13 Hours n’est pas une réussite. S’il n’est pas aussi catastrophique que certains films du réalisateur, je pense notamment à la saga des Transformers, il est le stéréotype de ces films faits par les Américains pour les Américains qui nous agacent tant. Il y a toutefois du positif à retenir ce qui nous fait penser que le Californien ne souhaite pas uniquement tout faire exploser.
A ce titre, je me demande si nos amis outre-Atlantique se rendent compte à quel point ce patriotisme exacerbé peut paraitre ridicule en-dehors de leurs frontières. Après tout, cela fait entièrement partie de leur culture et America First est pour eux un truisme.
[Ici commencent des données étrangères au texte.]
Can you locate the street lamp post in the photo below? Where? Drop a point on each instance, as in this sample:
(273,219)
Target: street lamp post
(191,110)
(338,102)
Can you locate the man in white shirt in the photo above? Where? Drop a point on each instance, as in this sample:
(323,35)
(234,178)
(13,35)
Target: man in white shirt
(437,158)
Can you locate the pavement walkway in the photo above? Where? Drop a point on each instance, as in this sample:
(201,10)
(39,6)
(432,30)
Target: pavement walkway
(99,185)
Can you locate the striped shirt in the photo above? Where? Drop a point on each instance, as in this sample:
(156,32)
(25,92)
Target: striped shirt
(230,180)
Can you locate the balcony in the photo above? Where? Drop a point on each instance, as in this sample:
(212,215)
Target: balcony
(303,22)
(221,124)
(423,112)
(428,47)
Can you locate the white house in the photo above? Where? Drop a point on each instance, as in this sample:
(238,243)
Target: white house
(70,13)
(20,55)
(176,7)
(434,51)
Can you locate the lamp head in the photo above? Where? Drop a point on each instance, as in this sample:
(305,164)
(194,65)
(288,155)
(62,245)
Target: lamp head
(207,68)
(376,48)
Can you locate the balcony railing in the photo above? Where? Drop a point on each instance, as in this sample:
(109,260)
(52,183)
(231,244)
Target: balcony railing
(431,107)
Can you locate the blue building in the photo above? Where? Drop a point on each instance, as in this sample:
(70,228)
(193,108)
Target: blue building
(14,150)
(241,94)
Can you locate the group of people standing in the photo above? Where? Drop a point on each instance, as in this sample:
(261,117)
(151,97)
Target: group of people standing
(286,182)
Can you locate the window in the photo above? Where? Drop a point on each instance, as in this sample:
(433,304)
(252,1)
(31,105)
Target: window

Le film de Michael Bay pourrait être un honnête film de guerre s’il ne nous servait pas à toutes les sauces les clichés du genre. En faire une liste exhaustive prendrait une journée entière, mais on notera la présence habituelle du soldat dont la femme est enceinte et qui a peur de ne pas voir grandir ses enfants, celui qui n’hésite pas à désobéir aux ordres afin de sauver des vies (américaines les vies, c’est important) ou encore de ceux qui ne savent s’exprimer qu'en punchlines et autres boutades même dans les pires situations pour montrer qu’ils sont courageux et détendus face au danger. Importante aussi, cette scène dans les premiers instants du film où deux soldats se trouvent dans une situation périlleuse et s’en sortent au bluff et grâce à des parties intimes plus grosses qu’un taureau, montrant bien qu’aux USA on n’a pas peur des barbus révolutionnaires du Moyen-Orient.
Le vrai problème de 13 Hours est donc cet américanisme primaire. Outre le fait que les Libyens ne sont que de la chair à canon (mais j’y reviendrai plus tard), c’est l’importance donnée aux vies américaines qui est presque choquante. Le film est parsemé de petites phrases rappelant que ce sont des Américains qui sont en danger ou que ce sont des Américains qui viennent vous protéger (vous trouvez que j'écris souvent "américains" ? Attendez de voir le film). Le point d’orgue étant cet appel à l’aide de Sona Jillani qui donne à peu près ceci (de mémoire):
- « What is your authority ?
- My authority is that if you don’t come to help us, many Americans are gonna die, including the one talking to you right now. »
Dialogue d’autant plus ridicule que l’actrice, Alexia Barlier, prononce le tout avec un bel accent français.
Enfin, si vous n’en avez pas eu assez, sachez que le dernier plan du film, avant tous les textes pour nous raconter ce que sont devenus les survivants, est un drapeau des États-Unis endommagé, froissé et flottant à peine dans une piscine pleine de débris dus aux explosions. Voilà, tout en subtilité.
Cependant, il y a du positif comme évoqué plus haut. Avec Michael Bay aux commandes, on se demande presque si c’est intentionnel mais partons du principe qu’il a effectivement voulu faire passer un message.
S’il y a bien une chose qui soit retranscrite avec justesse, c’est le problème d’identification de l’ennemi. Si on peut reprocher à Bay de faire des Libyens de la chair à canon, cela montre en revanche que l’ennemi n’a pas de visage. Les soldats l’avouent eux-mêmes : impossible de savoir qui sont les bons et qui sont les mauvais. Pas d’uniforme, pas de symbole, aucun signe distinctif. En gros, on attend de voir s’ils nous tirent dessus pour définir leur camp. L’ennemi est invisible dans le sens où il pourrait être n’importe qui : une femme, un homme, un enfant, un barbu, un non barbu… de quoi devenir paranoïaque.
L’autre point bien souligné par Michael Bay est l’incapacité des USA à être les gendarmes du monde. Vietnam, Irak, Afghanistan, Libye… l’armée américaine ne parvient plus à vaincre ses ennemis et ses interventions lorsque le pays n’est qu’indirectement concerné sont plus que jamais infructueuses, laissant les pays dans un état pire que lors de leur arrivée. Bay illustre bien cette idée que les USA ne sont plus en mesure de se mêler de ce qui ne les concerne pas, que ces luttes sont vaines et qu’elles n’ont pour conséquences que des pertes de vies (américaines les vies, ne perdez pas le fil).
Ne nous laissons pas berner, ces deux réflexions, bien qu’intéressantes, ne sont que secondaires au récit. C’est avant tout un enchainement de fusillades et d’hommes virils qui pleurent la perte de leurs amis (tombés au nom de l’Amérique bien sûr) sur une musique tire-larmes au possible. Pendant 2h24. C’est long. Très long même. On enlève 45 minutes facile.